Anyway, these things come from great sources. You would think reading three books a week for twelve months would fill me up with great ideas for lectures and essays - not so. At a certain point more reading generates confusion, not wisdom. Or so says Sallust. Both of the two completed essays and the prospective one have got their (mind-blowing) conclusions from very clever people asking very clever questions. The reading made it possible for me to answer the questions.
So the Triumphal Arch... why am I the first person to ask "wtf?"
People say "they are forms abstracted and removed from the city walls". No one asks the incredibly obvious follow up; instead they document the decoration and classify them by type.
I try to imagine being the Redemptor told to build the first one - someone tells you to build an abstraction of a city gate in the middle of the forum and your question is? Why would anyone do that? I agree.

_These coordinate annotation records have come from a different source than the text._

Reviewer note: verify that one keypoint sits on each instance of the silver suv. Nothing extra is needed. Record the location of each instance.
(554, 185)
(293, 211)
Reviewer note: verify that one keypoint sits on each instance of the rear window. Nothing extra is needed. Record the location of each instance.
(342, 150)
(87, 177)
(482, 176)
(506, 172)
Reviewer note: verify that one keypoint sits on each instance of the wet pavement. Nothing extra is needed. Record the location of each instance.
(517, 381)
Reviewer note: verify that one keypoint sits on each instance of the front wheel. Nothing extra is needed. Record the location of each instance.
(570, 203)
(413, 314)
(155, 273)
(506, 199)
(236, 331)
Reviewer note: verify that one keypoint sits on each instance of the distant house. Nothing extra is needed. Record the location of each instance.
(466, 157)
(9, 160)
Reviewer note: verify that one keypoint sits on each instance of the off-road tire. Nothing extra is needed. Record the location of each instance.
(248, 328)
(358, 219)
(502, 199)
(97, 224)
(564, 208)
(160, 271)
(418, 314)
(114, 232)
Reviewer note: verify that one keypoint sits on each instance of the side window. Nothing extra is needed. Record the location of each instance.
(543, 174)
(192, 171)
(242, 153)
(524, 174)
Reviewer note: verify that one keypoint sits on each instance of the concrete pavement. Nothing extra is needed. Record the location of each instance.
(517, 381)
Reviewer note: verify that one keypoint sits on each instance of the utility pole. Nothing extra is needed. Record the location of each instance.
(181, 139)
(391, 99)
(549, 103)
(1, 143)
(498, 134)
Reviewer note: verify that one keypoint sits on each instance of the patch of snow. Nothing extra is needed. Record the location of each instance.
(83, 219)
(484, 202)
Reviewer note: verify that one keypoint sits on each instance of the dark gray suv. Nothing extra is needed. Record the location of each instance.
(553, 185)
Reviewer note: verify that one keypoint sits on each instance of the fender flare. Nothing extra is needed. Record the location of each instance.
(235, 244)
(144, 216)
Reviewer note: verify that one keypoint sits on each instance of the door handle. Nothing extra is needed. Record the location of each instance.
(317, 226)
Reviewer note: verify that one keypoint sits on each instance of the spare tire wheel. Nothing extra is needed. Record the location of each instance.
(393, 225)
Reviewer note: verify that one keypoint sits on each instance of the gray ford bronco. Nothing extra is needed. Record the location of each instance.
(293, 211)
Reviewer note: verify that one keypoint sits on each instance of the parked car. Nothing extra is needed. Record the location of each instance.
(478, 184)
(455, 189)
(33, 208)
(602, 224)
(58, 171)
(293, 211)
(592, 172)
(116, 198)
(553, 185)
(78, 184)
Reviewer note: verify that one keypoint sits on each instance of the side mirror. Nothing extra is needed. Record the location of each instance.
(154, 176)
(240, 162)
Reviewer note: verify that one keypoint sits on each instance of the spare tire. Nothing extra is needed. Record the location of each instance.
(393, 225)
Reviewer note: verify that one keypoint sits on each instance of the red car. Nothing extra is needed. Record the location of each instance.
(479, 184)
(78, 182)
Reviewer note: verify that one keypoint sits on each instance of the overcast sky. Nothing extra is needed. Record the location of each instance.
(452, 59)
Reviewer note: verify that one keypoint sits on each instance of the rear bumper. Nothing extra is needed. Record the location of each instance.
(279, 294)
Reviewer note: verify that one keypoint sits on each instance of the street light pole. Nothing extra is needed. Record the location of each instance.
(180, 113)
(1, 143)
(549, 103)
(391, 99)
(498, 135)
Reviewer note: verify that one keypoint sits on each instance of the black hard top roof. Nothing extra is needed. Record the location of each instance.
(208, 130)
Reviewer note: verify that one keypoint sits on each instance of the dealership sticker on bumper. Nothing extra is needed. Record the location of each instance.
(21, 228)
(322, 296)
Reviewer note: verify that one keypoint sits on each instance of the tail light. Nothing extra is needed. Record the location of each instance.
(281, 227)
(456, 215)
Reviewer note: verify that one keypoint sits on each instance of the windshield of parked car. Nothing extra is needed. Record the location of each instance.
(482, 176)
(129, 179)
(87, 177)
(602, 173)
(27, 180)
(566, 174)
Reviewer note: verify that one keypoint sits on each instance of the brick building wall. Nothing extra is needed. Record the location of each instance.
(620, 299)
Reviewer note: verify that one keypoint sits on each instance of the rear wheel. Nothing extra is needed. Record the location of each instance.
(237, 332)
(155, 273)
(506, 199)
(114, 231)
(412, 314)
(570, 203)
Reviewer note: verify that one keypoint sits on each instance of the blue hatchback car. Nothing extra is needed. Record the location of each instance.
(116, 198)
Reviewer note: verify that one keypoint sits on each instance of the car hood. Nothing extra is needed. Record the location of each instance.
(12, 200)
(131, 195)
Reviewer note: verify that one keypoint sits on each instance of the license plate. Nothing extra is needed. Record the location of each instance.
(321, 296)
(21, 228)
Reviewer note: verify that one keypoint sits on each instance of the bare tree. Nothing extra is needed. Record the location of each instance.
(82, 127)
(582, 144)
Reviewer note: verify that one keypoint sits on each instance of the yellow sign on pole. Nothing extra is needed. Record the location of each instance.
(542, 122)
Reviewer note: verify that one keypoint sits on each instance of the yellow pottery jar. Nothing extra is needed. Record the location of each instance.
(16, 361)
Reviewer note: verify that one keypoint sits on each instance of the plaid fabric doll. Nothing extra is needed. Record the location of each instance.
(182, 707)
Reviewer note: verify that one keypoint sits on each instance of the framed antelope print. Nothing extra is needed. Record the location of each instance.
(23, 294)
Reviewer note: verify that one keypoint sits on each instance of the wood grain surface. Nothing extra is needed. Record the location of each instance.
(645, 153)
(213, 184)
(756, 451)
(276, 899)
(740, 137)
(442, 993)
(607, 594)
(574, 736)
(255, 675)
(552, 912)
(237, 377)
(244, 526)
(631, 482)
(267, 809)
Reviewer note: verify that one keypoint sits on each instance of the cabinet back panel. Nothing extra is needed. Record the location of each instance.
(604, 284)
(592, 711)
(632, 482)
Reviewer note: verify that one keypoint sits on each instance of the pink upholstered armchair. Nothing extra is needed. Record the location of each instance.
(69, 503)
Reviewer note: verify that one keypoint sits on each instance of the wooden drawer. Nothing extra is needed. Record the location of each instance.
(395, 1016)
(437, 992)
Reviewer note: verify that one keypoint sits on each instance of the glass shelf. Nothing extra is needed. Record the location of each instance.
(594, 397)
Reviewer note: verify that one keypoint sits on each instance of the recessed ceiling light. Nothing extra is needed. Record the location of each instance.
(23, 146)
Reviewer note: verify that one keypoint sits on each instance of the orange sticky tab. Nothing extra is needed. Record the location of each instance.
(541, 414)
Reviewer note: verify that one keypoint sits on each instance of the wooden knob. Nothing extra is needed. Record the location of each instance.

There has been an incredible amount of scholarly study on the sculptural relief on Triumphal Arches, the inscriptions, decorations, locations, etc. But no one has asked the most basic question possible (from an architect's point of view) "Why an arch?"
I assumed the answer was probably pretty simple and that's why no one bothered but the answer is kind of complex and interesting and so that will be the next lecture.
I'll give you a hint - it involves my favourite Roman name of all time Hostis Hostilius. Actually Memmius Fufemius is my favourite but every time I think of it I start humming banana-fana-fenius fee-fi-fo-femius etc.